Green New Deal Will Stifle Green Energy Innovation, Expert Says

'Socialist manifesto' could increase electric bills by $3,800 per year

Rep. Alexandria Ocasio-Cortez and Sen. Ed Markey
Rep. Alexandria Ocasio-Cortez and Sen. Ed Markey / Getty Images
February 7, 2019

The "Green New Deal" will produce the opposite of its intended goal of reducing carbon emissions by stifling energy innovation, according to an expert at the American Enterprise Institute.

Democratic socialist Alexandria Ocasio-Cortez released her proposal Thursday. The 10-year plan calls for the "economic transformation" of the United States, the elimination of air travel, replacement or upgrade of every building, and a guaranteed federal job with paid vacation for every person in America even if they are "unwilling to work."

Ocasio-Cortez is light on the details of how to finance the deal, estimated at anywhere between $2 trillion and $5.7 trillion, "or more."

"At the end of the day, this is an investment in our economy that should grow our wealth as a nation," Ocasio-Cortez said. "So the question isn't how will we pay for it, but what will we do with our new shared prosperity."

AEI resident fellow Alex Brill explained last week that regardless of cost, the unintended consequences of the Green New Deal are "the worst imaginable."

Brill writes that the Green New Deal's financing through bureaucratic funding schemes could "inhibit clean technology and energy efficiency innovation," because grants will "inevitably be earmarked for investments that can be defined using only tools and technologies already at hand."

Energy innovation in the private sector would also be inhibited as private companies would seek federal financing instead of private investment for green energy projects. Brill cites transportation spending data that show highway spending in President Barack Obama's nearly $1 trillion stimulus bill in 2009 actually "reduced state spending on highway projects by 81 cents."

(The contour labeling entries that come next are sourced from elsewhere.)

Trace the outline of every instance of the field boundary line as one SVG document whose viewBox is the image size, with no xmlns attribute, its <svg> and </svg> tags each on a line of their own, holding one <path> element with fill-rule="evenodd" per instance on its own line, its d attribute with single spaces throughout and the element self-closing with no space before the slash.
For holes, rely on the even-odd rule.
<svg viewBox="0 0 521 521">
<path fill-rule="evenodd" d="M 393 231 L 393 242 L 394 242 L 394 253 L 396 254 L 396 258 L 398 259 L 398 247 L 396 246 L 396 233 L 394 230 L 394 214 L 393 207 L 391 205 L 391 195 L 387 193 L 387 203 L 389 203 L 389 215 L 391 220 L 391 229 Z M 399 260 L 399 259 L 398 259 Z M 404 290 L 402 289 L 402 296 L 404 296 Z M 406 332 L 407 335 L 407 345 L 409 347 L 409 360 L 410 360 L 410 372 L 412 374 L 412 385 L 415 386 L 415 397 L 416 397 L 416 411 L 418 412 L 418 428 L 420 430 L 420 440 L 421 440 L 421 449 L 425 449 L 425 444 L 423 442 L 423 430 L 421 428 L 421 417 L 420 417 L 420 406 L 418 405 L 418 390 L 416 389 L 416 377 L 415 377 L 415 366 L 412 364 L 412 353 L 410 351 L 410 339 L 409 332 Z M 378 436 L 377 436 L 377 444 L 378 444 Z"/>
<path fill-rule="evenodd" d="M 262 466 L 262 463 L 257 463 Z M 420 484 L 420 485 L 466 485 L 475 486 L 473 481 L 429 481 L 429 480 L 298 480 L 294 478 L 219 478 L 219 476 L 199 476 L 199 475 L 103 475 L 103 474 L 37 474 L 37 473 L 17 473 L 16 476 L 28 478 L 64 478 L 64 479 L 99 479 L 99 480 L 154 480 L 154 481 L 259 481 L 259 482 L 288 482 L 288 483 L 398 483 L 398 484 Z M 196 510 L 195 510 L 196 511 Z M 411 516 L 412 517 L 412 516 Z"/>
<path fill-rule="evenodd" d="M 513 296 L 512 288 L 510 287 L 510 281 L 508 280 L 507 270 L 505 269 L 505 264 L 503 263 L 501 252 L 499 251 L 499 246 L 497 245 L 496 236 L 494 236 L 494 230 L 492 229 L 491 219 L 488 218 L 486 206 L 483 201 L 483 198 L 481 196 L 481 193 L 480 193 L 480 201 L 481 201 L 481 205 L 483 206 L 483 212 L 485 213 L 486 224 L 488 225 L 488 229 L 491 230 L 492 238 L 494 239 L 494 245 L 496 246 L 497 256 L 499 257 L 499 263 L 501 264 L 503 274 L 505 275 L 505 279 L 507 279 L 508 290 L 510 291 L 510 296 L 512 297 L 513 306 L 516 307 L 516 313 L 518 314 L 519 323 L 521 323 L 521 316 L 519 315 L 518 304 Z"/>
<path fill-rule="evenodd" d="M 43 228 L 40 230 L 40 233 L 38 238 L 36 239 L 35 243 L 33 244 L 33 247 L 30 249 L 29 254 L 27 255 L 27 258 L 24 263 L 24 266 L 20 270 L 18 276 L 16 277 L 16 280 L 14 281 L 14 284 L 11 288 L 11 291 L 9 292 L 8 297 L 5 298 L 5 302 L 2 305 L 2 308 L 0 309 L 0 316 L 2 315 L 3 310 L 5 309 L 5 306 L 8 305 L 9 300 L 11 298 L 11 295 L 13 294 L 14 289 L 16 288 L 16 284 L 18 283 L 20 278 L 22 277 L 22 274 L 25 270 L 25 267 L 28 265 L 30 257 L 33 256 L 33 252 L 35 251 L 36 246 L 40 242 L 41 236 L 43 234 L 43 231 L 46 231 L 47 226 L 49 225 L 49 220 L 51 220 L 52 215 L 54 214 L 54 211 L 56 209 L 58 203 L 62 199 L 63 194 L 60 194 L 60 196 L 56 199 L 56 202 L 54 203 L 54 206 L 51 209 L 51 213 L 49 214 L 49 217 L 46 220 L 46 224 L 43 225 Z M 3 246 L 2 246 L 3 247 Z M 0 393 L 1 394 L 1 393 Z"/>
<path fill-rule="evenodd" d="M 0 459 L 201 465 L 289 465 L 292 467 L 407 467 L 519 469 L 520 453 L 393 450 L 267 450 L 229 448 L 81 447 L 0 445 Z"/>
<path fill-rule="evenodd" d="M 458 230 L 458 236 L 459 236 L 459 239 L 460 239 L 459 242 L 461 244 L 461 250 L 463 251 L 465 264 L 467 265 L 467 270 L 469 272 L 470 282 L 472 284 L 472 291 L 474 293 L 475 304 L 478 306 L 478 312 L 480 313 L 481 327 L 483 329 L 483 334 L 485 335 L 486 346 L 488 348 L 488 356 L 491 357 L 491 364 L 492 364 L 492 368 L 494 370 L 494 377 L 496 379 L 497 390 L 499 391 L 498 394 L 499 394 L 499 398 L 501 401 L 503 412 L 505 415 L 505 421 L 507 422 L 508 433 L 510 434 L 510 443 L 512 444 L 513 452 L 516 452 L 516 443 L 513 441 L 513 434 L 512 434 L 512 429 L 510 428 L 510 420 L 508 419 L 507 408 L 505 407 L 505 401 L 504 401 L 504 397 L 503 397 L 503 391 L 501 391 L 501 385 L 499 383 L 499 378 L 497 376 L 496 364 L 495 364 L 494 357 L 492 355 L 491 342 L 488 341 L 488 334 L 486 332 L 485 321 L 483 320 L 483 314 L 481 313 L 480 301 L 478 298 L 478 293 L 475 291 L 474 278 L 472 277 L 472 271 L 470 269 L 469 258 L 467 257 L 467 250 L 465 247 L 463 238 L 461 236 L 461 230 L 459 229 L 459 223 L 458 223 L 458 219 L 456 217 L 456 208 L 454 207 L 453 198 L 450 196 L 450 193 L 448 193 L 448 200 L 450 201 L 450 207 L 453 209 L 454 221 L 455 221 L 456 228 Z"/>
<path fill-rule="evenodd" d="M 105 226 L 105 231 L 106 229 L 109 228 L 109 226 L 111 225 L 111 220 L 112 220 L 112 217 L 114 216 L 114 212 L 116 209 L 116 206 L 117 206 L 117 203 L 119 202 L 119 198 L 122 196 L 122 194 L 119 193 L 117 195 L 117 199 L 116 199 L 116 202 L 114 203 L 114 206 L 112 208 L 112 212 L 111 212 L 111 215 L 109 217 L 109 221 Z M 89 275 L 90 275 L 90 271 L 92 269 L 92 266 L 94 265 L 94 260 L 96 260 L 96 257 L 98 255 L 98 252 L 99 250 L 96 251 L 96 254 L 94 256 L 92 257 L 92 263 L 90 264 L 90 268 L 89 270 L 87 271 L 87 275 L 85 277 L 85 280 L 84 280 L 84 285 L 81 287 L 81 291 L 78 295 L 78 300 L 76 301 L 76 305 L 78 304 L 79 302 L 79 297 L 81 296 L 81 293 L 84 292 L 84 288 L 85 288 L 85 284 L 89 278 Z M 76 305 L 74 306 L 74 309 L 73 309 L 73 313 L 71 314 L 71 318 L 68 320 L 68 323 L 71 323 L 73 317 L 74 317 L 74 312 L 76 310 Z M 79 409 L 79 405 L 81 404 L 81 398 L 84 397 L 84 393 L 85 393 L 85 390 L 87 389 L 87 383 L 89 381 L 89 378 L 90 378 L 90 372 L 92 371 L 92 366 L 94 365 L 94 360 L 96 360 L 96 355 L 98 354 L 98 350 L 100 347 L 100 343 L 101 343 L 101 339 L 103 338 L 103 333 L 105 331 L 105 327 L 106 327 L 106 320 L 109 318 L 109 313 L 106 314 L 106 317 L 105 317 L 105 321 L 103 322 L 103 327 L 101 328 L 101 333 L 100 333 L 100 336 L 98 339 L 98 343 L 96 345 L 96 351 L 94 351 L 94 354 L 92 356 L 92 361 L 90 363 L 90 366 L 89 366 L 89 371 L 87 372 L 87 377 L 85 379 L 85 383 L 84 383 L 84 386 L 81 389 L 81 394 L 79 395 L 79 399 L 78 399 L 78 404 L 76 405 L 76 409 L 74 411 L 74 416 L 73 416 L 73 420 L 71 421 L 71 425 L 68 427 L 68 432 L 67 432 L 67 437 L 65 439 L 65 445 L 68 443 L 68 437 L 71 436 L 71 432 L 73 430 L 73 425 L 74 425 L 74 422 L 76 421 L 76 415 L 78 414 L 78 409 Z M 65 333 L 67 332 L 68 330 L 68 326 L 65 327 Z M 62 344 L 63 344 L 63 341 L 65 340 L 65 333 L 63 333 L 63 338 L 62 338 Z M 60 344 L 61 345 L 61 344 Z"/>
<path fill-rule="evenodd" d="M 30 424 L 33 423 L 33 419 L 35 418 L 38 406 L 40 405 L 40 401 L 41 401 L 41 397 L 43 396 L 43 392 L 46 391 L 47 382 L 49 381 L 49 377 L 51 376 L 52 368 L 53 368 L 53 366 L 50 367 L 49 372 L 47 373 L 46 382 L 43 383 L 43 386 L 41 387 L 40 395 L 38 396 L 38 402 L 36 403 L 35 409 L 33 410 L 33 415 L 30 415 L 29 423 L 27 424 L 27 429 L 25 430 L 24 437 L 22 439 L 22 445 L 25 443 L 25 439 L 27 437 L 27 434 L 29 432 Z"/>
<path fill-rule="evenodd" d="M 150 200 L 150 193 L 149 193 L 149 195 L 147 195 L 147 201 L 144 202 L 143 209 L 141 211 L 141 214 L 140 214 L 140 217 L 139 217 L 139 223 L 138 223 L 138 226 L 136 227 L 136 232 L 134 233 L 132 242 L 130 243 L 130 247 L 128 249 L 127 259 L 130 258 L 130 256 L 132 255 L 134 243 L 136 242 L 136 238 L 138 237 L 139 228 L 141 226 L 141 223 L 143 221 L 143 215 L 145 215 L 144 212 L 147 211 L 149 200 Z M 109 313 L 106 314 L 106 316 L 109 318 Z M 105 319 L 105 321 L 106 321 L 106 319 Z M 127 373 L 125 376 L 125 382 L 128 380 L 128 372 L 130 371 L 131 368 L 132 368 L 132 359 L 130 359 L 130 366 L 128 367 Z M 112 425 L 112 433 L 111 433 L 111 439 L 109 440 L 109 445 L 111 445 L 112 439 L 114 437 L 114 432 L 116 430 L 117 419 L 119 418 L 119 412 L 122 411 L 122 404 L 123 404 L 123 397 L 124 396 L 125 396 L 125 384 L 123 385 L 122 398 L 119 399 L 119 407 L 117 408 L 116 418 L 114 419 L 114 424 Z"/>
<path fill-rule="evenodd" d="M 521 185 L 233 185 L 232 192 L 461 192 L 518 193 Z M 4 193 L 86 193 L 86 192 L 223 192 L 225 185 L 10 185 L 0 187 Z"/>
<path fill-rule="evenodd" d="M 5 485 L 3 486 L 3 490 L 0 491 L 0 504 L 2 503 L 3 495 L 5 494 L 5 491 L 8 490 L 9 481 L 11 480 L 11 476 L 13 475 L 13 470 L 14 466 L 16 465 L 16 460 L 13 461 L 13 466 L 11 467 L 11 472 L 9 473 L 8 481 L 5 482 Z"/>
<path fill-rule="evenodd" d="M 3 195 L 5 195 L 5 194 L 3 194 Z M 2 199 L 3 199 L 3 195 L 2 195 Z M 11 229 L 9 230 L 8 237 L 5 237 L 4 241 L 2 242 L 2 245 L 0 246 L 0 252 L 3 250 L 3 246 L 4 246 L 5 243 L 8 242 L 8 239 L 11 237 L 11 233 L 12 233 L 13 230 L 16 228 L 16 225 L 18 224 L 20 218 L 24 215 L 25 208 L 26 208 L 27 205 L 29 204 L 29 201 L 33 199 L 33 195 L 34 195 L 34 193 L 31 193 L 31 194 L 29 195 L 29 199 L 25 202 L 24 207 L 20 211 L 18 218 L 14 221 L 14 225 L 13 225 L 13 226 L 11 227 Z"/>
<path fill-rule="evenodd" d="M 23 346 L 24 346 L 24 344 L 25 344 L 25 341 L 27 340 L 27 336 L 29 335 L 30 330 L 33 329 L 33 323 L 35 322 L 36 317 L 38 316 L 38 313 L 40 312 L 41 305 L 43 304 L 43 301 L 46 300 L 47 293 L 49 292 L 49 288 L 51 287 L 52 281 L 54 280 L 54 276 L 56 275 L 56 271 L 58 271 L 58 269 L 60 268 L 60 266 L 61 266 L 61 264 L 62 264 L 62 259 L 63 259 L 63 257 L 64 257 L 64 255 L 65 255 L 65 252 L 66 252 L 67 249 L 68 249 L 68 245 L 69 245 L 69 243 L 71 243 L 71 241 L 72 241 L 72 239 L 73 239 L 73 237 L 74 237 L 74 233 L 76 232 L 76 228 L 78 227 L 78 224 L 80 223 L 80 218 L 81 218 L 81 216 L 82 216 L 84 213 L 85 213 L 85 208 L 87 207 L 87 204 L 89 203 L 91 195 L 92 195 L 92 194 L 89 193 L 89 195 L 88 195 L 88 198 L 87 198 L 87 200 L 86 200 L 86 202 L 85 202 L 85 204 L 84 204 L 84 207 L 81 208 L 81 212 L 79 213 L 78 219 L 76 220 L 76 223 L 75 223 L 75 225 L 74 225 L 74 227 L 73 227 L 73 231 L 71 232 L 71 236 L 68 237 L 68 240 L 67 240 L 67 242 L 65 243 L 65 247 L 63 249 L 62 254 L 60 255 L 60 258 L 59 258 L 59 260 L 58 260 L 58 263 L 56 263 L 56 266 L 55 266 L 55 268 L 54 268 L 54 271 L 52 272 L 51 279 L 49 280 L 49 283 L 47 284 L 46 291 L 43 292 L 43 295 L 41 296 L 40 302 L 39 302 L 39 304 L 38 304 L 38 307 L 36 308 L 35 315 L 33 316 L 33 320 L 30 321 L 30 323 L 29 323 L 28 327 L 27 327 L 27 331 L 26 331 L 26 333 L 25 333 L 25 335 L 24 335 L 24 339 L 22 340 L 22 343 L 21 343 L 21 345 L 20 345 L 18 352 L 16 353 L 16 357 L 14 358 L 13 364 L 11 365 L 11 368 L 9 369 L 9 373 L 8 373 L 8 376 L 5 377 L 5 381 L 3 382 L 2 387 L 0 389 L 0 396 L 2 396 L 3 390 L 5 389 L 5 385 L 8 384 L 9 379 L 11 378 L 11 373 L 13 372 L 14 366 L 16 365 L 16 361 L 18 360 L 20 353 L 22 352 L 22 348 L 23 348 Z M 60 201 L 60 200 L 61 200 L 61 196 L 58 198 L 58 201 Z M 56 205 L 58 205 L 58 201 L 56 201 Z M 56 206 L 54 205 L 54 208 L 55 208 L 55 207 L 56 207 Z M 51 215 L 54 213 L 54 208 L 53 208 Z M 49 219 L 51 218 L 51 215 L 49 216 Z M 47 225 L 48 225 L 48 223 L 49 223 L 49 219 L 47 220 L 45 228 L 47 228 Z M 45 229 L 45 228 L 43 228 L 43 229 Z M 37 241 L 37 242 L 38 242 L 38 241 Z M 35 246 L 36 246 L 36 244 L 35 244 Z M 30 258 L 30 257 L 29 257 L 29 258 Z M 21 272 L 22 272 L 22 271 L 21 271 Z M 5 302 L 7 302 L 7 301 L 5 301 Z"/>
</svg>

Brill also notes the funding process would be political by nature, as inevitably Green New Deal projects would go to those that are preferred by powerful liberal lawmakers in Congress.

"Some lawmakers will insist on a certain level of investment in solar projects, while others will demand more money for wind turbines or geothermal power," Brill writes. "The final allocation will depend on the relative clout of the lawmakers and will inefficiently differ from the allocations that consumers and producers would demand."

"In short, the Green New Deal would be a deficit financed expansion of federal bureaucratic power to dictate investment decisions in one of the most dynamic sectors of the economy," Brill concludes.

Sen. John Barrasso (R., Wyo.) called the Green New Deal a "raw deal for the taxpayer" that would increase electric bills by up to $3,800 per year.

"It's a socialist manifesto that lays out a laundry list of government giveaways, including guaranteed food, housing, college, and economic security even for those who refuse to work," Barrasso said. "As Democrats take a hard left turn, this radical proposal would take our growing economy off the cliff and our nation into bankruptcy. It's the first step down a dark path to socialism."

Barrasso said the solution to lower emissions is through private innovation.

"I want to make American energy as clean as we can, as fast as we can, without raising costs for consumers," he said. "We can reduce carbon dioxide emissions by supporting new innovative technologies like advanced nuclear power, carbon capture, and carbon utilization. Innovation, not regulation, will lead to lower emissions and a stronger economy."